Quindi l’Eucarestia è il nucleo portante per comprendere ed attuare il bene comune per la città: “La città dell’uomo oggi si presenta plurale e complessa, e in essa anche le figure di bene comune da perseguire, sebbene la struttura urbanistica e architettonica dei nostri abitati, piccoli e grandi, con la chiesa al centro del borgo o incastonata nel tessuto urbano, continui a trasmettere plasticamente una esperienza della realtà sociale centrata attorno alla dimensione religiosa, si dovrebbe dire eucaristica, dal momento che il campanile sovrasta un edificio sacro nel cui spazio si svolge soprattutto la celebrazione liturgica… Mentre si rende necessario ribadire la rivendicazione di uno spazio pubblico alla parola e alla visione della fede, noi credenti siamo tenuti a dare corpo a una presenza ‘eucaristica’ che testimoni coerentemente la forza trasformante della fede per la vita personale e per i rapporti sociali… A partire dalla dimensione strettamente ecclesiale, l’Eucaristia mostra tutta la sua efficacia sociale non solo per l’incidenza che esercita nel tessuto delle relazioni sociali, ma anche per un obiettivo rilievo pubblico…
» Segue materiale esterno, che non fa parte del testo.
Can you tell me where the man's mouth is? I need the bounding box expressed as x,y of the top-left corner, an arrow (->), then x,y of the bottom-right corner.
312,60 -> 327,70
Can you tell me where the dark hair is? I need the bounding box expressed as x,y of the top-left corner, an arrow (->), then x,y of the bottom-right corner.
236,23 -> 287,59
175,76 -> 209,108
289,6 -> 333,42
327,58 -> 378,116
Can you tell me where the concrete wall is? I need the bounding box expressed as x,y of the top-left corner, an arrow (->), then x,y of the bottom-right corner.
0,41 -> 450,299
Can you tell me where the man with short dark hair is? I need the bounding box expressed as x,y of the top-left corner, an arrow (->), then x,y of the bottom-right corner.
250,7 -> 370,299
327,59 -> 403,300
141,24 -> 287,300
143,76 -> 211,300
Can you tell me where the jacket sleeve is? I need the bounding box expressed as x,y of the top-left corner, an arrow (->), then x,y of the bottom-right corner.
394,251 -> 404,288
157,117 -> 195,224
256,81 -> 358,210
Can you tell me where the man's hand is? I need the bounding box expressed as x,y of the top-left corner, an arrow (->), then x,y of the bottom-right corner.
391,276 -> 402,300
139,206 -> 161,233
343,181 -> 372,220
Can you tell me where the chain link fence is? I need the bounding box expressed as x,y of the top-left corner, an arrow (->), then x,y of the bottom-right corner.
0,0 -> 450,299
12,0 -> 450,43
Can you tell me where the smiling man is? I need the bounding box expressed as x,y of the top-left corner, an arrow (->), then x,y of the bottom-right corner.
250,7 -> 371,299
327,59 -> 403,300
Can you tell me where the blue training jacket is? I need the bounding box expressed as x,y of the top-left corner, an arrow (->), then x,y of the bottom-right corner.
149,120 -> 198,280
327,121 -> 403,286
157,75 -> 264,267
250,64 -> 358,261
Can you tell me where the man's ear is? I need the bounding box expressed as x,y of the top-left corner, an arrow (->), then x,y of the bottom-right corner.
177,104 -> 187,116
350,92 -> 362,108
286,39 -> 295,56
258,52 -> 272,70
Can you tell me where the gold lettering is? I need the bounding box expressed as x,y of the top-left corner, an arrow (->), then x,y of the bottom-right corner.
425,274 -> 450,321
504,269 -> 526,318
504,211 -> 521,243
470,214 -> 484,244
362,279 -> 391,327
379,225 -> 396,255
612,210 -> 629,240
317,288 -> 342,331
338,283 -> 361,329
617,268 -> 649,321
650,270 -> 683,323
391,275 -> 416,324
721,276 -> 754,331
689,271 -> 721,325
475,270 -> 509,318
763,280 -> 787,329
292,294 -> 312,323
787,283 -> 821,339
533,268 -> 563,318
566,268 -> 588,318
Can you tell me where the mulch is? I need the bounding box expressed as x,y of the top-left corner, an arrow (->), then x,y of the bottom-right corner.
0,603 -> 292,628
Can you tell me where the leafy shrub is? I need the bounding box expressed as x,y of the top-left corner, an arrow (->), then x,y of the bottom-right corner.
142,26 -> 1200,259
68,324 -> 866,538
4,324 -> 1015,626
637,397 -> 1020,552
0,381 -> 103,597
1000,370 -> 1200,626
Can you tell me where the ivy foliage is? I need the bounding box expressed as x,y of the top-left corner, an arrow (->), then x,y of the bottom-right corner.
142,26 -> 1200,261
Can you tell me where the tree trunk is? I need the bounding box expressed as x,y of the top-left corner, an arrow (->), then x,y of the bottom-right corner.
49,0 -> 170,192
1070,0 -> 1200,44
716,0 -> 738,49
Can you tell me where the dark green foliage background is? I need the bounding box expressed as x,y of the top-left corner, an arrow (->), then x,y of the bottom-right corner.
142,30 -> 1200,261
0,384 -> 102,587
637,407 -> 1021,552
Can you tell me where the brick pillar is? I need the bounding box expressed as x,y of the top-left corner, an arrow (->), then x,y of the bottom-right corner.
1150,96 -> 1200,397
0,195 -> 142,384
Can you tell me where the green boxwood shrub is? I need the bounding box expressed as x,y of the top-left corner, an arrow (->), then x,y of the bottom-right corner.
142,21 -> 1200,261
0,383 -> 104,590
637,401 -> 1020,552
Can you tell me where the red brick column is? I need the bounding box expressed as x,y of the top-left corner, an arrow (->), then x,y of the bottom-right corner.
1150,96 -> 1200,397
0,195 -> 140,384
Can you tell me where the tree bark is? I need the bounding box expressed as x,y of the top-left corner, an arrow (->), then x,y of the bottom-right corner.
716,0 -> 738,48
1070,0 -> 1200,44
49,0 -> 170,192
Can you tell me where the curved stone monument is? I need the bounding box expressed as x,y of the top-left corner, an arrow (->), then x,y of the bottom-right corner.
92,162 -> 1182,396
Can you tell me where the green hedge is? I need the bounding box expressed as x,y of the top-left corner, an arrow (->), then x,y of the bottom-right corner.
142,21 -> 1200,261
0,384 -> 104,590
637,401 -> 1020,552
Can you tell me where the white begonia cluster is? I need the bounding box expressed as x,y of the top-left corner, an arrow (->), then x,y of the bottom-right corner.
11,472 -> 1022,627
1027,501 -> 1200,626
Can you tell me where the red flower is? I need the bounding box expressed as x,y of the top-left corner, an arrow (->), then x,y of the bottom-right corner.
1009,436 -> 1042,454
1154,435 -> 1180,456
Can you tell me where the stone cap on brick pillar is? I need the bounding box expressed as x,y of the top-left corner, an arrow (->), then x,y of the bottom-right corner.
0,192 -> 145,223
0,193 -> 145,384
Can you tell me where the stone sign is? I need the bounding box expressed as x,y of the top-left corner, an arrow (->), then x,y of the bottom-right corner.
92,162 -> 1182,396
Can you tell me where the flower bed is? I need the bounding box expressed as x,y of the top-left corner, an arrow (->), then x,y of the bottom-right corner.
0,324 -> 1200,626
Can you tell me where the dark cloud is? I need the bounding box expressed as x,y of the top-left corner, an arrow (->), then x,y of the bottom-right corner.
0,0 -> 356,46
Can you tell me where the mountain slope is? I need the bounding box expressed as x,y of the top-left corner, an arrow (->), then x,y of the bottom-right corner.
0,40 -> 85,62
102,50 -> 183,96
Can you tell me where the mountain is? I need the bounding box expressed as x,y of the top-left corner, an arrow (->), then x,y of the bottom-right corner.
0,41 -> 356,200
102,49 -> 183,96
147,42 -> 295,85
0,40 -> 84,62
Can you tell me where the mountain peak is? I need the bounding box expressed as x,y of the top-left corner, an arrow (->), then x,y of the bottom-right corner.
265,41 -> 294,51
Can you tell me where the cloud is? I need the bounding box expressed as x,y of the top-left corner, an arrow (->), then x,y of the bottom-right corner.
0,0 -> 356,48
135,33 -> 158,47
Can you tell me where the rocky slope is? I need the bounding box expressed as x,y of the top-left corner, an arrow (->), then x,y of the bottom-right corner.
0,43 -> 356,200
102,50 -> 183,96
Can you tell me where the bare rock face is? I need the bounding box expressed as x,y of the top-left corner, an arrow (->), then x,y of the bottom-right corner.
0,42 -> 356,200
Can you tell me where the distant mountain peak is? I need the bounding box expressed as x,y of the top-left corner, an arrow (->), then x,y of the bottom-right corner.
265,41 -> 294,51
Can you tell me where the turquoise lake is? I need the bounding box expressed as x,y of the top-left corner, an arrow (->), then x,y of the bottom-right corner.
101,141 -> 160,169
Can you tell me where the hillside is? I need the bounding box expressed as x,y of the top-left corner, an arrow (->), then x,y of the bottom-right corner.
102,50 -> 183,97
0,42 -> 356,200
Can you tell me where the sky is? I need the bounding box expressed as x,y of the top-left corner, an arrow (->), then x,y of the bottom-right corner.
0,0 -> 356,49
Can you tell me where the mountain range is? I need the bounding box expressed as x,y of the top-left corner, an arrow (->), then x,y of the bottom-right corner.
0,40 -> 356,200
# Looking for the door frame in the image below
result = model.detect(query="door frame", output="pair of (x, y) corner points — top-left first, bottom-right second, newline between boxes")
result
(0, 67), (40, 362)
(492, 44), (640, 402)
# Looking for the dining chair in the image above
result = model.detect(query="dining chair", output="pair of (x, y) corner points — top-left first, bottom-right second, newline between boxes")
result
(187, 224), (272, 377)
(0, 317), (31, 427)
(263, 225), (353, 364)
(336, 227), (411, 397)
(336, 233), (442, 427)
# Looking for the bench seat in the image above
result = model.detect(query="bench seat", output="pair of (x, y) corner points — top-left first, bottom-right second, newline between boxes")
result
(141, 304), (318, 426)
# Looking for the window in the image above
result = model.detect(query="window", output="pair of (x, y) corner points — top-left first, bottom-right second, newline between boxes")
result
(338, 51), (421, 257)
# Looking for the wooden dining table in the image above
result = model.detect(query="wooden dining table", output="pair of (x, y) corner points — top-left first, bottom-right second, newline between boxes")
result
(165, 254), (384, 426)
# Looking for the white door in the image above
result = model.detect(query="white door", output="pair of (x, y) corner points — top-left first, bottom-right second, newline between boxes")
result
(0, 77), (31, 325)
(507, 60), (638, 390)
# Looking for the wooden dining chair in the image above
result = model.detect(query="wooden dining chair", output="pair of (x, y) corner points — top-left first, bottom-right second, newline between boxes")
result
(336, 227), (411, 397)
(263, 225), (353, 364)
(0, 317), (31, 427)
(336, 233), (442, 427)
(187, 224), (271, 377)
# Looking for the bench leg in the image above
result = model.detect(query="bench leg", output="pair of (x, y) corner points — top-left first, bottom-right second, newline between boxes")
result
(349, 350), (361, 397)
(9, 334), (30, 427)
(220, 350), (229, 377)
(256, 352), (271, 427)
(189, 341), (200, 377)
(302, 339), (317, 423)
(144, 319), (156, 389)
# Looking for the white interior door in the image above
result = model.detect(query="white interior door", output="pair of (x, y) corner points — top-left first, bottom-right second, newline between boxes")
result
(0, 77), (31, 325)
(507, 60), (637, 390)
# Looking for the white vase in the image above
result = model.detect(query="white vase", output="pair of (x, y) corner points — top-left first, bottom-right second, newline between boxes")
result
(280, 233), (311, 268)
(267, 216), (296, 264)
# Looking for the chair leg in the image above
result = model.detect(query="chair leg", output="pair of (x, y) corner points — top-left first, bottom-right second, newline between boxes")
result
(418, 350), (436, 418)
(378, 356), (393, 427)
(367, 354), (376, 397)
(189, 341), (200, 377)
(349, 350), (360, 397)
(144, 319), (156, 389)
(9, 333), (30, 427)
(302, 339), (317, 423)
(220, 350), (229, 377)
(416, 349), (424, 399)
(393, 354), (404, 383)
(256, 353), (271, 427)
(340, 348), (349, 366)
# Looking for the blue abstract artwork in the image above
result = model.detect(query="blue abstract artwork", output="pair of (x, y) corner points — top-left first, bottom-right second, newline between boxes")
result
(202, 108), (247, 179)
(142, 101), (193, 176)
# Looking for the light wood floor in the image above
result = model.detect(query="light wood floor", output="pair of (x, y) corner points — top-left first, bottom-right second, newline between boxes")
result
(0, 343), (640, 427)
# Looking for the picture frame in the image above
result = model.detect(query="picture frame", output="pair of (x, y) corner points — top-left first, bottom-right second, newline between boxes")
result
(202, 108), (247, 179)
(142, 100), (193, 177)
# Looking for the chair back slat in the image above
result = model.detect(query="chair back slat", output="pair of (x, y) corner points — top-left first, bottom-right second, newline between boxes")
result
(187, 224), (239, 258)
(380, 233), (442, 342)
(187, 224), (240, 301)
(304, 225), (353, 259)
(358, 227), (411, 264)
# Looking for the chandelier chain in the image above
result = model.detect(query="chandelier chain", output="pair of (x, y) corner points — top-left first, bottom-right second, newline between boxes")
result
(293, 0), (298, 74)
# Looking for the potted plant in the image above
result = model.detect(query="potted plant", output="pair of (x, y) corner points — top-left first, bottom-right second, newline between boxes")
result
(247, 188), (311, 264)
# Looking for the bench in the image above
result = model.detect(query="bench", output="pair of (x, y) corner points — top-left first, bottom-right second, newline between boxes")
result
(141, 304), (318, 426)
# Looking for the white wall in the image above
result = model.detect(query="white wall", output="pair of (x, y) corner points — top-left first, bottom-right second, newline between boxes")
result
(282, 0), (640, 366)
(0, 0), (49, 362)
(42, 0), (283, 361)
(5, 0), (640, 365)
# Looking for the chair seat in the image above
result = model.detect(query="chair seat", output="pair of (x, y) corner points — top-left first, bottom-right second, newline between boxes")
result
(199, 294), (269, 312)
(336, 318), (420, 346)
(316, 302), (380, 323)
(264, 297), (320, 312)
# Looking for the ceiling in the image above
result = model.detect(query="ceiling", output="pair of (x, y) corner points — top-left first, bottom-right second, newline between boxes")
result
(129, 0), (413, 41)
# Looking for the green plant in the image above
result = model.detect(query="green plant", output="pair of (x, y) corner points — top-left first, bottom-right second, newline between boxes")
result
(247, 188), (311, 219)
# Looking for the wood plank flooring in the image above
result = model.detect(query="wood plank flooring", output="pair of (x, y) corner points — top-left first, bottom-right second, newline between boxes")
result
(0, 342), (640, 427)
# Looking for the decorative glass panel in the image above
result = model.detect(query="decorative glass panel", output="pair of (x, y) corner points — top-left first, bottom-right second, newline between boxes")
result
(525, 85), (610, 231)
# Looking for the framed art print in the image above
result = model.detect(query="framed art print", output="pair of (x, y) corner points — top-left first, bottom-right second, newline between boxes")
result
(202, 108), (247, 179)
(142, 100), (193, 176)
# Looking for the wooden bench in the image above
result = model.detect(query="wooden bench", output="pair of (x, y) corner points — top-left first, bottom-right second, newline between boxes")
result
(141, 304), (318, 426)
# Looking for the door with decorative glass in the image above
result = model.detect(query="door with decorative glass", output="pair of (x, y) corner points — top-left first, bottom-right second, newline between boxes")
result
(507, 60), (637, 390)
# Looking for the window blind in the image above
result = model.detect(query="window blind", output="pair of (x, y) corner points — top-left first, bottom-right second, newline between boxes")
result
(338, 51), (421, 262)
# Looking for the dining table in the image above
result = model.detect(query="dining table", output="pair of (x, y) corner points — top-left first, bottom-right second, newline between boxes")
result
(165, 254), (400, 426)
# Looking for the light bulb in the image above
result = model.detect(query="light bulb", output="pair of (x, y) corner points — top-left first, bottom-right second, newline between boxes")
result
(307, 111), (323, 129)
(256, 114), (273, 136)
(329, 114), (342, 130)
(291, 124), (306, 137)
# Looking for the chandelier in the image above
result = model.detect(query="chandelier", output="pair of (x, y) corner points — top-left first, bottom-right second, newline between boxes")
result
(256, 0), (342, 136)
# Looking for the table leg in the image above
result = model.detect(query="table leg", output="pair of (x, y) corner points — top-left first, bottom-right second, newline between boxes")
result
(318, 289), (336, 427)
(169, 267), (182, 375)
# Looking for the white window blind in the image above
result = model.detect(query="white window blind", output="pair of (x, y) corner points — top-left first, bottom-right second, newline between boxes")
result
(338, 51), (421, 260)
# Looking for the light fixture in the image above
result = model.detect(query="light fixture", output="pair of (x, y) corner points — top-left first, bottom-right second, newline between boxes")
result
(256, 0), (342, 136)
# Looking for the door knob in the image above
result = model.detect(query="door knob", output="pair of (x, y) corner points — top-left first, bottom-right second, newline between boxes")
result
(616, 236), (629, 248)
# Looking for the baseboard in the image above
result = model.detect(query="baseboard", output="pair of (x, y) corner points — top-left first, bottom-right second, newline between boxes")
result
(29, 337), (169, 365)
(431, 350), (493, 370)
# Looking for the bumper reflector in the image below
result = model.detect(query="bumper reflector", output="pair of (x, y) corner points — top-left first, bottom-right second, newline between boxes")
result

Il Sacramento costituisce infatti un segnale oltre ogni frontiera che l’individualismo non paga più, se mai ha pagato; che c’è bisogno di una visione d’insieme, oltre il particolare e il locale, se vogliamo salvarci non solo attraverso la crisi presente, ma anche dall’assedio delle minacce all’umano come tale che lampeggiano sinistre in questo tempo”. Nel pomeriggio il card. Camillo Ruini, presidente del Comitato per il progetto culturale della Cei, nell’officiare la messa ha espresso le sue preoccupazioni: “Temo che le difficoltà economiche siano difficoltà di lungo periodo, con cui dovremo fare i conti non solo noi ma anche i nostri figli. Si tratta di difficoltà per le quali ci vuole forza e coraggio… So che da tempo il lavoro è diventato per molti un grave problema, personale e familiare, oltre che sociale. Non voglio dirvi parole di consolazione, invece occorre che troviamo qualcosa dentro di noi, dalla nostra fede, che ci aiuti ad affrontare la realtà difficile della vita quotidiana che ci sta davanti”.